Does that mean that all AR experiences are sufficiently “targeted” to that market to support the exercise of personal jurisdiction in the local courts there? Not necessarily–especially not now, when hardware constraints limit the degree of specificity with which an app can recognize physical surroundings and adjust its augmented content accordingly. Most AR apps on the market today offer a new point-of-view for looking at data, but the data can still be displayed just as easily in a traditional, 2-D manner. Take Yelp!, for example; a user can view search results through the standard screen display, or through the “Monocle” AR lens, but the choice of perspective doesn’t change the content itself.
Current AR features may make a difference in jurisdictional analyses, but when AR gets into your eyewear and becomes a truly immersive experience is when these questions will really get interesting. Picture a scenario in which my AR glasses can, for example, perceive a physical sign, retrieve online information from a remote server based on what the glasses perceive, and overlay that information on my field of view, all in real time. If that information ends up forming the basis for a lawsuit, where should I sue? In the state where the company whose servers provided the information is located, or in the state where I experienced the content?

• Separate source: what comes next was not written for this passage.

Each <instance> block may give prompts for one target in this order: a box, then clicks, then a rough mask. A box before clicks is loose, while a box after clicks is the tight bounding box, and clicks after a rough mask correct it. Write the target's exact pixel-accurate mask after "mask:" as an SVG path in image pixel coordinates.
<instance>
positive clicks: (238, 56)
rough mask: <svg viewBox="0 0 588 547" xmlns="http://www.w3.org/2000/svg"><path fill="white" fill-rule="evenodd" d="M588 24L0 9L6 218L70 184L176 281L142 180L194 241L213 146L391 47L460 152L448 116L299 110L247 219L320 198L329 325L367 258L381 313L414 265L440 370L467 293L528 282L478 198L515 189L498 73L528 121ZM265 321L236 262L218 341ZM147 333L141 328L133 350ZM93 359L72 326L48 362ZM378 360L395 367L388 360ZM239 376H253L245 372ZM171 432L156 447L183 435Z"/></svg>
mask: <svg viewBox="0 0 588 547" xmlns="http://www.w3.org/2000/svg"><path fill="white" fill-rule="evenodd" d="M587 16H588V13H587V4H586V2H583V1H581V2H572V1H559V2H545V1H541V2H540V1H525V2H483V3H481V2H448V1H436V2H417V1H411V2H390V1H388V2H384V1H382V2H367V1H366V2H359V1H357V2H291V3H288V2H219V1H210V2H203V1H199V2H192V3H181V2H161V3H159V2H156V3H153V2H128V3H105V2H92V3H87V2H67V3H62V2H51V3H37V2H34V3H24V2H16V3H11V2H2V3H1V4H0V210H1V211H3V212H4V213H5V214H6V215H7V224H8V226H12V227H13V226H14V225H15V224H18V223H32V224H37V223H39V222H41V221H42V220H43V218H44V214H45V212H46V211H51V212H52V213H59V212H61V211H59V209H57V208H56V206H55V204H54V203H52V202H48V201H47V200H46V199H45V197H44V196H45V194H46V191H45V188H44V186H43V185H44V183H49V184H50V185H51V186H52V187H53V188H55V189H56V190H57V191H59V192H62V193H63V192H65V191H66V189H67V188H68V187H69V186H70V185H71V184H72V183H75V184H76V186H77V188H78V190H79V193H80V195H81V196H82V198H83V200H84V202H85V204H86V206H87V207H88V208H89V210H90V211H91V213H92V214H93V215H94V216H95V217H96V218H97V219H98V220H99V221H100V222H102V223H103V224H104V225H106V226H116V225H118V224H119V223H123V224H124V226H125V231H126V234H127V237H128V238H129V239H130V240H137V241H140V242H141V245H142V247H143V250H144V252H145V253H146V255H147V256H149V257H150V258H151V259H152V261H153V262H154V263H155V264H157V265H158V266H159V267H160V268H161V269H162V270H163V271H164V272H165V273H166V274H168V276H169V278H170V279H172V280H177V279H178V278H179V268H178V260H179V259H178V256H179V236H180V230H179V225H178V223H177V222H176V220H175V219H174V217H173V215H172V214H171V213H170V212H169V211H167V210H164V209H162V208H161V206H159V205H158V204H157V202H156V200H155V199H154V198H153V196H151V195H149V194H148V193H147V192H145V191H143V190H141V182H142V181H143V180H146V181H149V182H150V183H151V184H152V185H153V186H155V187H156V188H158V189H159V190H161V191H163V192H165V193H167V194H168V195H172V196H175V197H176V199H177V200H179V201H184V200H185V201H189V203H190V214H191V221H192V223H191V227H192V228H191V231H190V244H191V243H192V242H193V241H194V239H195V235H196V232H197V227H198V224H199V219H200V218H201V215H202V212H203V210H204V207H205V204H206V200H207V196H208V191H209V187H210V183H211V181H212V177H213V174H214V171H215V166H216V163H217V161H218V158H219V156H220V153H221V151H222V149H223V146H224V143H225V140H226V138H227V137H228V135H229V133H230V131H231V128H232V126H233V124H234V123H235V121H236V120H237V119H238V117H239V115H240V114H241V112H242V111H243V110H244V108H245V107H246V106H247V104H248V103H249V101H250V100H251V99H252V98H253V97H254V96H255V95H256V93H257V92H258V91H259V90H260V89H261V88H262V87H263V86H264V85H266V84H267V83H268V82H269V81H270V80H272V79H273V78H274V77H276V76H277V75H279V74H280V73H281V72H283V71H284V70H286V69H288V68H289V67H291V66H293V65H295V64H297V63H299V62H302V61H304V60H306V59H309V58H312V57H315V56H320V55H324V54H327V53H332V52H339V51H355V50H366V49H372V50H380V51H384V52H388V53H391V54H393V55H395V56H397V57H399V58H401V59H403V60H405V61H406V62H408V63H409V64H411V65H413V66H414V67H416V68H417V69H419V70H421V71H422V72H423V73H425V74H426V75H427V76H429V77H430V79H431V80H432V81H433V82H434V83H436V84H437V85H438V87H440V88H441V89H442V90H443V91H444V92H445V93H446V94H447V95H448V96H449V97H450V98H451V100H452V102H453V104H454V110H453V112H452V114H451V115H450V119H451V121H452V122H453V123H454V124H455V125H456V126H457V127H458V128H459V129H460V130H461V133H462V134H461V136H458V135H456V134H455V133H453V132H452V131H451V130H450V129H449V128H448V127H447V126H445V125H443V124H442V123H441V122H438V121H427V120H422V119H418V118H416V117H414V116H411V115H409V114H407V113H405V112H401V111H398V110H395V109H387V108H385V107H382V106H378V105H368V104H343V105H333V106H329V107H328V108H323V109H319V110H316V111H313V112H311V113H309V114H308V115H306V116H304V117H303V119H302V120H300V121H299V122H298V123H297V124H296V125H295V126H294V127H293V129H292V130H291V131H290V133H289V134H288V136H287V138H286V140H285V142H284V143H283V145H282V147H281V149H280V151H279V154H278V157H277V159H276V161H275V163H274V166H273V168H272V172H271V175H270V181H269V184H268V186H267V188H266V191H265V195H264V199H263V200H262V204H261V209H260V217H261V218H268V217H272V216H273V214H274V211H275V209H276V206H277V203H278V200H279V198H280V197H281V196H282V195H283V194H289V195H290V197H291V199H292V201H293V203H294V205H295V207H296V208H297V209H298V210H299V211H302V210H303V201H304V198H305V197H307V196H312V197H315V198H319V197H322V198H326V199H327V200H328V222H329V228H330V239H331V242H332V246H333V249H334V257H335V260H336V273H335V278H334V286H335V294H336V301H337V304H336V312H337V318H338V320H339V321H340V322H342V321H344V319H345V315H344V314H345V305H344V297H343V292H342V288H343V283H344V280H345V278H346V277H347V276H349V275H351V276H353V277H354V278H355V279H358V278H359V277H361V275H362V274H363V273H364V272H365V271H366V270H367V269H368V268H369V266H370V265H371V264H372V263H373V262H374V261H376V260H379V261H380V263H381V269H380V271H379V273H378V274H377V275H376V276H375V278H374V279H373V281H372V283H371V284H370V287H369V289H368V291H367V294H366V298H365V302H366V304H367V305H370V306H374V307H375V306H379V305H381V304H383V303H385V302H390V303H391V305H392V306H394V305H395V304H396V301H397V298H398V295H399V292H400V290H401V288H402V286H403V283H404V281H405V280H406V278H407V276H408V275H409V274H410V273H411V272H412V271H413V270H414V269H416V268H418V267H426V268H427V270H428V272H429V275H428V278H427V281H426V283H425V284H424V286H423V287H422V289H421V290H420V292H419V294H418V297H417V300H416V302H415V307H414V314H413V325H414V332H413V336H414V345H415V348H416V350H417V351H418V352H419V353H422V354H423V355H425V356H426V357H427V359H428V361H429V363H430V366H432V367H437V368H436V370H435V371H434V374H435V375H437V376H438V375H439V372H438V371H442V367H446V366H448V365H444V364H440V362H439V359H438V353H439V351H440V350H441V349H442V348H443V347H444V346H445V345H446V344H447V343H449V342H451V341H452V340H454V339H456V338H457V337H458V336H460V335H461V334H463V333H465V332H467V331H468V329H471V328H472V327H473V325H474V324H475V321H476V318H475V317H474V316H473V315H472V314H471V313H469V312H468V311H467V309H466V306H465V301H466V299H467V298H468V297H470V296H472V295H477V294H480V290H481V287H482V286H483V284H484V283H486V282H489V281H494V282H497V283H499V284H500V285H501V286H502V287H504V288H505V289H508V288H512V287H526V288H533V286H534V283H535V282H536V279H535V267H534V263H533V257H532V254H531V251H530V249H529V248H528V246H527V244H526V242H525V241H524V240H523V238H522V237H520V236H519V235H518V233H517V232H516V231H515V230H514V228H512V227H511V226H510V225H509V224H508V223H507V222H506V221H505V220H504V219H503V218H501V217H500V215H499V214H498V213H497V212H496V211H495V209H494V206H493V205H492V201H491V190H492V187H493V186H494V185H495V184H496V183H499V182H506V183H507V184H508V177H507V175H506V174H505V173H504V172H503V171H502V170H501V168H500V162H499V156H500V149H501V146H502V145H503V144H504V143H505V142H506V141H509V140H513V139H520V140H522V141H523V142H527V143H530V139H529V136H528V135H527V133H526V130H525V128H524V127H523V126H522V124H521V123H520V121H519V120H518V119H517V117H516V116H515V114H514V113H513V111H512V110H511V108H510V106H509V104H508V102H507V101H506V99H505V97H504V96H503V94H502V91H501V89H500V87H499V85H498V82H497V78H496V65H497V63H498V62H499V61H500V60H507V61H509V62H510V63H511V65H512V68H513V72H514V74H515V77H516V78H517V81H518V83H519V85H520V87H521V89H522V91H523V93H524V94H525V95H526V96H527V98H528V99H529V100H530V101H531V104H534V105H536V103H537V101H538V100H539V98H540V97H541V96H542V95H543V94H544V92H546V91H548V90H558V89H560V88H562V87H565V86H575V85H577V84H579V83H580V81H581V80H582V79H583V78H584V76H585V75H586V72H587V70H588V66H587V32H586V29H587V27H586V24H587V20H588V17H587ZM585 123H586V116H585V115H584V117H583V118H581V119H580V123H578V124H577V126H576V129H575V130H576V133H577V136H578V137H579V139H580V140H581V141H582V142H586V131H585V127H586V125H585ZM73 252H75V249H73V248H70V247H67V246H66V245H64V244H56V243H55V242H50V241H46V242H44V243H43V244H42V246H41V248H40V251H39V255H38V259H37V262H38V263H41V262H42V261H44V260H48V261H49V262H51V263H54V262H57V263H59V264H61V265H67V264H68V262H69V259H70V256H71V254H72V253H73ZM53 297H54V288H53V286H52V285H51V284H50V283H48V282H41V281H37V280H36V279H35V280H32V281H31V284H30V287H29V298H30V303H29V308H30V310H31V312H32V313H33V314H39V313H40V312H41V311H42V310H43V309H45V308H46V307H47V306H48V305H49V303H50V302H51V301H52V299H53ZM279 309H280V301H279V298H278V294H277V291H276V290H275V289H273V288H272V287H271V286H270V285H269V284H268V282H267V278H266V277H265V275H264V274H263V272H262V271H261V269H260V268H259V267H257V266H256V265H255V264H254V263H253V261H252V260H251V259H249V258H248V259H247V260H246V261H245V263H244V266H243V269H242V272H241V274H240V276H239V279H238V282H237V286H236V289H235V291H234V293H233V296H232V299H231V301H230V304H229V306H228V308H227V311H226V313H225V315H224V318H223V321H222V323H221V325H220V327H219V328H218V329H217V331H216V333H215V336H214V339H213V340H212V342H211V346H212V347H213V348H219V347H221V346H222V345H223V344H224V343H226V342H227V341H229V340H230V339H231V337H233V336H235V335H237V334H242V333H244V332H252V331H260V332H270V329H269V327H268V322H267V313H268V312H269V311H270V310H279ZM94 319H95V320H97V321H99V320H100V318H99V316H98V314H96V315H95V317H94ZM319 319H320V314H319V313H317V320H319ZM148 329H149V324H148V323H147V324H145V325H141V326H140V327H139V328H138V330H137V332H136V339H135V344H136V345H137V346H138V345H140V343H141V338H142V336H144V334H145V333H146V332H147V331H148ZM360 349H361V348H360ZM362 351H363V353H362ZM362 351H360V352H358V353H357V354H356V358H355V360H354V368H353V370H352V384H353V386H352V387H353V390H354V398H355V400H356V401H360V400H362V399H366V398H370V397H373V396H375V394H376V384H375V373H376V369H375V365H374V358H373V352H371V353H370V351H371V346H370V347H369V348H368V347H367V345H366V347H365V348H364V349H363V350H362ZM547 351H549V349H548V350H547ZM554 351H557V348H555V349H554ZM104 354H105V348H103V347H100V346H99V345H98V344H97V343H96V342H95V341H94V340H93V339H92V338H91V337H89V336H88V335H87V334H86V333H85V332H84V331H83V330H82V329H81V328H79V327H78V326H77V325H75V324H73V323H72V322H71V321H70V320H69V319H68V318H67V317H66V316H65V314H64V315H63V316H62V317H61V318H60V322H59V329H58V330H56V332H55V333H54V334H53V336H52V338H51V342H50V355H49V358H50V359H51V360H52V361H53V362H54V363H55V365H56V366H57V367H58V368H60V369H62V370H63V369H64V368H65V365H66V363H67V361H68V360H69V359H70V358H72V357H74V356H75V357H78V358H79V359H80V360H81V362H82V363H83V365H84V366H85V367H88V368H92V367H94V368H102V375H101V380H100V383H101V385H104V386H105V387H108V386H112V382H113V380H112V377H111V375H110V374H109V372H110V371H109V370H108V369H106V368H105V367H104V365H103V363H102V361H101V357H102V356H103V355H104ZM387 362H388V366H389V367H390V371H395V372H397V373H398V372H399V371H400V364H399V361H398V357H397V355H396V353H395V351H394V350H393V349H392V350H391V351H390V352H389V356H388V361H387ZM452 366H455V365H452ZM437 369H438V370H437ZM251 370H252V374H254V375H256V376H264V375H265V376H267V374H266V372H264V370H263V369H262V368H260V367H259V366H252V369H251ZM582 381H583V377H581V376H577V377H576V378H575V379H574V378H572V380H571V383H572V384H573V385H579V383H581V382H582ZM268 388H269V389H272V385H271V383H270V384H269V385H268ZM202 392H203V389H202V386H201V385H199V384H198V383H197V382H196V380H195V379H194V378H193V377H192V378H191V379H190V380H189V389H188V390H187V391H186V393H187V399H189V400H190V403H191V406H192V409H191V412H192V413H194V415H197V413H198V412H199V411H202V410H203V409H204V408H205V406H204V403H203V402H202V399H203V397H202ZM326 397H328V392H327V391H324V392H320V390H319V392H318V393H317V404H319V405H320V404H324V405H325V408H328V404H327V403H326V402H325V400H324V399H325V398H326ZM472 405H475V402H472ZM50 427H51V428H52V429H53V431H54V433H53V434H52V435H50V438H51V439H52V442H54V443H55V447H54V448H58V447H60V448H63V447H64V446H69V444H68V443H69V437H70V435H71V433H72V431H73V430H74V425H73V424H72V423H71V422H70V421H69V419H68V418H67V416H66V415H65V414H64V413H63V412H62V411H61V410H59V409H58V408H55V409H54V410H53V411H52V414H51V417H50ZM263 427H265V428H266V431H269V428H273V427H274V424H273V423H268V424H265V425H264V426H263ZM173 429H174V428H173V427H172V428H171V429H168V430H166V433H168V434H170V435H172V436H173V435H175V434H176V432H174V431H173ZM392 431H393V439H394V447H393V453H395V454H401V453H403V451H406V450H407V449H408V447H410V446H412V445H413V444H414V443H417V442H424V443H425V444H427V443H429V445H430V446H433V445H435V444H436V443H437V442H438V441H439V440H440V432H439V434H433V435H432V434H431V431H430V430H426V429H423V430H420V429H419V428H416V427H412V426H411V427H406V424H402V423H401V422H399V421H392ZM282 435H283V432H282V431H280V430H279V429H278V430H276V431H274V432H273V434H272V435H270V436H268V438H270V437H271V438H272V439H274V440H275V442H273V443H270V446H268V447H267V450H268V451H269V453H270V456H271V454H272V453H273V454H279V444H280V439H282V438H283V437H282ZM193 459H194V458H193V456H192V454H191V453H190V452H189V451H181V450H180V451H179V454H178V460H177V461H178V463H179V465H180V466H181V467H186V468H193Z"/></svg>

That scenario presents a stronger case for the exercise of personal jurisdiction in the end user’s state than in any of the previous examples. The relationship between the real-time, localized AR experience and the place where the experience happens will not be as random and fortuitous as when products are sold into the stream of commerce, or when a company launches a website that can be interacted with from anywhere. Even though the data may be provided by servers and software located elsewhere, the more that data is intended for use in a particular place, the more reasonable it is to expect the provider of that data to be subject to jurisdiction in that place’s courts.
Some of this analysis is necessarily speculative, because we don’t yet know exactly what real-time, immersive AR technology will look like, or how it will function. But it seems inevitable that. as digital data becomes more closely interwoven with distinct physical environments, jurisdictional consequences will follow.